Terence Hawkes is not a stupid man, so I can only assume that he is
being obtuse.  To what purpose?

Mike Jensen

[4]-------------------------------------------------------------
From:           C. David Frankel <This email address is being protected from spambots. You need JavaScript enabled to view it.>
Date:           Friday, 15 Jan 1999 12:02:52 -0500
Subject: 10.0070 Re: Literature, Music, Language
Comment:        RE: SHK 10.0070 Re: Literature, Music, Language

I find it hard to believe that T. Hawkes isn't being merely
provocative.  Surely a scholar and critique of his eminence and
erudition is aware of the long tradition of writing regarding the art of
theatre (I might mention Adolph Appia's Music and the Art of Theatre as
but one example).  Equally, I'm sure he knows of the long-standing
debate about the relationship of the two terms: drama and theatre.  Are
they synonyms?  Is drama but a species of theatre?  Do they refer to
different things: a text, a performance?  All of which, perhaps, begs
another question:  what do either Ed Pixley or T. Hawkes mean by "art?"
Do they have the same, or even a similar, definition in mind when
referring to either theatre or drama?

cdf

[5]-------------------------------------------------------------
From:           Tim Perfect <This email address is being protected from spambots. You need JavaScript enabled to view it.>
Date:           Friday, 15 Jan 1999 11:22:02 -0800 (PST)
Subject: 10.0070 Re: Literature, Music, Language
Comment:        Re: SHK 10.0070 Re: Literature, Music, Language

>Ed Pixley makes an interesting point: 'Theater is >truly the most
collaborative of the arts'. But >theatre isn't a ART, is it?  Drama is
the art. >Theatre/theater is the building in which some forms >of that
art take place.

You say tomato, I say tomato...hey that doesn't work on email.

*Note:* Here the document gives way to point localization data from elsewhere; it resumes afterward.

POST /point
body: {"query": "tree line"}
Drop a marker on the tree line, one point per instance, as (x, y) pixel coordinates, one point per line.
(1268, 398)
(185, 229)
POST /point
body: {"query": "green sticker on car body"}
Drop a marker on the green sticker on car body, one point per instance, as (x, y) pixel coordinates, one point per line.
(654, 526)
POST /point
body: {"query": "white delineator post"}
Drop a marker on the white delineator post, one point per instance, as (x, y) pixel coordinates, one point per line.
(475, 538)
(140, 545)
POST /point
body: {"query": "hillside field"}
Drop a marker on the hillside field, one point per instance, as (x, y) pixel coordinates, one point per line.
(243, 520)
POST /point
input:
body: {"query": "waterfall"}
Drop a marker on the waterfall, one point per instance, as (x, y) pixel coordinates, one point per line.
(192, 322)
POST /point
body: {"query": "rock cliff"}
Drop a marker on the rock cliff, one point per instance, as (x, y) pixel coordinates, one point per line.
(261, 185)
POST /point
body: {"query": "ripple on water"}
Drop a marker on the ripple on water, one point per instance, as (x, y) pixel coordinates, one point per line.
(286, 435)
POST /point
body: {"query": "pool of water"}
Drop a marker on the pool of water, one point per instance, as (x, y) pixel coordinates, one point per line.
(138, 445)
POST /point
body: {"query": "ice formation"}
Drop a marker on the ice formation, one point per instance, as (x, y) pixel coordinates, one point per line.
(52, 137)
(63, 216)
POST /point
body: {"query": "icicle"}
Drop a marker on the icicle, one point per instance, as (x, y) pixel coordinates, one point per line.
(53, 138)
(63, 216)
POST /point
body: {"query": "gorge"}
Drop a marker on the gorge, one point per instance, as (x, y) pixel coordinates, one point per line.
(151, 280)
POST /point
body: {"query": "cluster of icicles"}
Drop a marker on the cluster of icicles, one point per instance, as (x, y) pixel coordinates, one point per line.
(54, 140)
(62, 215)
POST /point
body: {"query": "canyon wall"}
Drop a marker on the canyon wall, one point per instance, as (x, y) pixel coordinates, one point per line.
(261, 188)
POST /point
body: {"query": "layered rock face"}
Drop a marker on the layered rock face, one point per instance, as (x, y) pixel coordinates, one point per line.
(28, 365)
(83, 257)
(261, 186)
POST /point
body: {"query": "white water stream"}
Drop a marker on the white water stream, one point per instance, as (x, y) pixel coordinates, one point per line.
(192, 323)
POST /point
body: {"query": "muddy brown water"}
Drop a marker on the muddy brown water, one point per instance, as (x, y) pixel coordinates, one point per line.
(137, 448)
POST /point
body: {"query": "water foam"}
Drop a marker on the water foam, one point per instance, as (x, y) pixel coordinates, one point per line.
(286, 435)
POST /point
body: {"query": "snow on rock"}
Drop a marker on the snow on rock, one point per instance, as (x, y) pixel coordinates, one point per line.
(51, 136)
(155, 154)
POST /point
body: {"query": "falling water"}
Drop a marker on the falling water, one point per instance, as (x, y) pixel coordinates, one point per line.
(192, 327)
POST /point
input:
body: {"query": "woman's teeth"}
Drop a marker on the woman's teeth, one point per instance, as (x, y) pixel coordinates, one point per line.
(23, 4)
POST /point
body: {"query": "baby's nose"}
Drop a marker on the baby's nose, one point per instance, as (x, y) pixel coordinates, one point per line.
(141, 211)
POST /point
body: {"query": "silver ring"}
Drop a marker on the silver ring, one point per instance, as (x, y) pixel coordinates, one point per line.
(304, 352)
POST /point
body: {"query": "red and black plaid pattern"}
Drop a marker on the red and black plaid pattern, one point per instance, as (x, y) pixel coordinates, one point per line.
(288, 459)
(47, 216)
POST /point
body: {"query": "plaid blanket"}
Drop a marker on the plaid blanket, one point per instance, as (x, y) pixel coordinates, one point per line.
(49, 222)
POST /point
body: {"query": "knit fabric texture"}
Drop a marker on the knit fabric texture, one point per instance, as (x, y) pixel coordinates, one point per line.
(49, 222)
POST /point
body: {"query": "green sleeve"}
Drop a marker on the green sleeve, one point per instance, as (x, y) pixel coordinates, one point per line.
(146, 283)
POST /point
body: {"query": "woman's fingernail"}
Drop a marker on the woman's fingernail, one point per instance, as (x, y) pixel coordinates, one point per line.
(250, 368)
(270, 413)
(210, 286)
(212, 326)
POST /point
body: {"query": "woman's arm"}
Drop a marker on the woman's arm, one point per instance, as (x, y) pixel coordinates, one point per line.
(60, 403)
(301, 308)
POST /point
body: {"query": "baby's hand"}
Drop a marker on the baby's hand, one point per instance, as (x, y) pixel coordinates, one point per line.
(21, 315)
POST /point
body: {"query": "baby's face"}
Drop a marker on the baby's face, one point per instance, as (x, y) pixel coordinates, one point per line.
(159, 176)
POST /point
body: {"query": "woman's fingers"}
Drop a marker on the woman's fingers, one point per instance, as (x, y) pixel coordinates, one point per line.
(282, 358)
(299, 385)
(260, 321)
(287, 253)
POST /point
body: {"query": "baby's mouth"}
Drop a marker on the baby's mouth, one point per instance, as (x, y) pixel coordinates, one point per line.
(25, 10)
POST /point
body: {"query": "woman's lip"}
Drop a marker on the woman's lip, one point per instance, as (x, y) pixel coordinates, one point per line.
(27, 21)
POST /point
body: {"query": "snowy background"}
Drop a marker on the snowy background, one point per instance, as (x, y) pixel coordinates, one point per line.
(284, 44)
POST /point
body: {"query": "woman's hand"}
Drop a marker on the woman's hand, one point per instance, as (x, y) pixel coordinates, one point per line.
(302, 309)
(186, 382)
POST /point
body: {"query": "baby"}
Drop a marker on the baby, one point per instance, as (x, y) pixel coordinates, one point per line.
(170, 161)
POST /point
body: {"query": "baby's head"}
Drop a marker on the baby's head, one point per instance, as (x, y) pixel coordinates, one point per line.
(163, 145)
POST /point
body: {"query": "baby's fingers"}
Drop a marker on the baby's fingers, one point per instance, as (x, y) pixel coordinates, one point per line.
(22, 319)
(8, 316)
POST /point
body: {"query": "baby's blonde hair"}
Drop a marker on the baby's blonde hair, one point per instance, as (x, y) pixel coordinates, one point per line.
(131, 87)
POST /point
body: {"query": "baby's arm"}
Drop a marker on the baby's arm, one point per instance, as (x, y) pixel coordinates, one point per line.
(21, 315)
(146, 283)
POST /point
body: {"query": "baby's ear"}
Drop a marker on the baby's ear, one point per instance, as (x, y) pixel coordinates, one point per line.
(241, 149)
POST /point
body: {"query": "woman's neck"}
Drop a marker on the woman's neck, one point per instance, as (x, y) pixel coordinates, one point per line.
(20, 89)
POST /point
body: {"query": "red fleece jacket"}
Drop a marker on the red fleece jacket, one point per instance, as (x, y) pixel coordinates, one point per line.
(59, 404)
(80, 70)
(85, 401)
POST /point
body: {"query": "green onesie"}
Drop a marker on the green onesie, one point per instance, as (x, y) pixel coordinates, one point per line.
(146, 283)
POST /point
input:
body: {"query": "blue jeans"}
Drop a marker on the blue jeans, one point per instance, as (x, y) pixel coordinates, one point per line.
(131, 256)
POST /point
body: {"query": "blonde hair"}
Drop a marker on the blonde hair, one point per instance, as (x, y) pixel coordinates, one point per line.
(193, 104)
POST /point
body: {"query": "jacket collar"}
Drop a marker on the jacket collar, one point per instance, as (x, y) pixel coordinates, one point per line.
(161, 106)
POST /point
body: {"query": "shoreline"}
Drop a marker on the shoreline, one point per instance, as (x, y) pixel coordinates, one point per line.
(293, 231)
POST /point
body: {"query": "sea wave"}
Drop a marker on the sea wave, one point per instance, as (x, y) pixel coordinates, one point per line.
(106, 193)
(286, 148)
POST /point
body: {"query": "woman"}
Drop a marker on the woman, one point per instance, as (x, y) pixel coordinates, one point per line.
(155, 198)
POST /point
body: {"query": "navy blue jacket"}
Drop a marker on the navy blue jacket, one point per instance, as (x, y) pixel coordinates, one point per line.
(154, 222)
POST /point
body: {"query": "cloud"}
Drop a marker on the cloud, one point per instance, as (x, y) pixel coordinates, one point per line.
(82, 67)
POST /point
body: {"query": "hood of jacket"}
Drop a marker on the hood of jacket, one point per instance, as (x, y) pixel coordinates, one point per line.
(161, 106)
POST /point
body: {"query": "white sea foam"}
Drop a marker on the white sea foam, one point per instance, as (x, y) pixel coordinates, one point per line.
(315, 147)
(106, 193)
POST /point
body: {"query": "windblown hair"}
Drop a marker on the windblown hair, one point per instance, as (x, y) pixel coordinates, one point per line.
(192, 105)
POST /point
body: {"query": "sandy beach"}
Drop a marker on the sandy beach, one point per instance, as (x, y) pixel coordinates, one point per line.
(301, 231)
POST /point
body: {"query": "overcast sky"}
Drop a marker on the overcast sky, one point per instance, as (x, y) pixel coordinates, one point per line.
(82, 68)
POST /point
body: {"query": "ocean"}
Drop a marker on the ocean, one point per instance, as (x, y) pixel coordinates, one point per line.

You say tomayto, I say tomahto...

There we go.

Tim Perfect

[6]-------------------------------------------------------------
From:           David Evett <This email address is being protected from spambots. You need JavaScript enabled to view it.>
Date:           Saturday, 16 Jan 1999 14:40:41 -0500 (EST)
Subject: 10.0070 Re: Literature, Music, Language
Comment:        Re: SHK 10.0070 Re: Literature, Music, Language

Terence Hawkes takes Ed Pixley to task: 'Theater is truly the most
collaborative of the arts'. But theatre isn't a ART, is it?  Drama is
the art. Theatre/theater is the building in which some forms of that art
take place."  In the US, there is a disposition (not more than that-lots
of people treat the two terms as synonyms) in academic/theatrical
circles to use "drama" for the written end of the process and
"theater/theatre" for the enacted end, comprising scenic and musical as
well as verbal elements.  I trust our resident accipiter does not
exclude what Aristotle called opsis from the realm of the arts.

Theatrically,
Dave Evett

[7]-------------------------------------------------------------
From:           Catherine Fitzmaurice <This email address is being protected from spambots. You need JavaScript enabled to view it.>
Date:           Saturday, 16 Jan 1999 14:40:41 -0500 (EST)
Subject: 10.0070 Re: Literature, Music, Language
Comment:        Re: SHK 10.0070 Re: Literature, Music, Language

Beg to disagree with the inestimable T. Hawkeye, but theatre is an art,
as well as a building. Words CAN have two "meanings." Calling what is
done in the building only performance has led to entropic studies of
tooth-cleaning observed in the mirror.

Theatre artist
Catherine Fitzmaurice
This email address is being protected from spambots. You need JavaScript enabled to view it.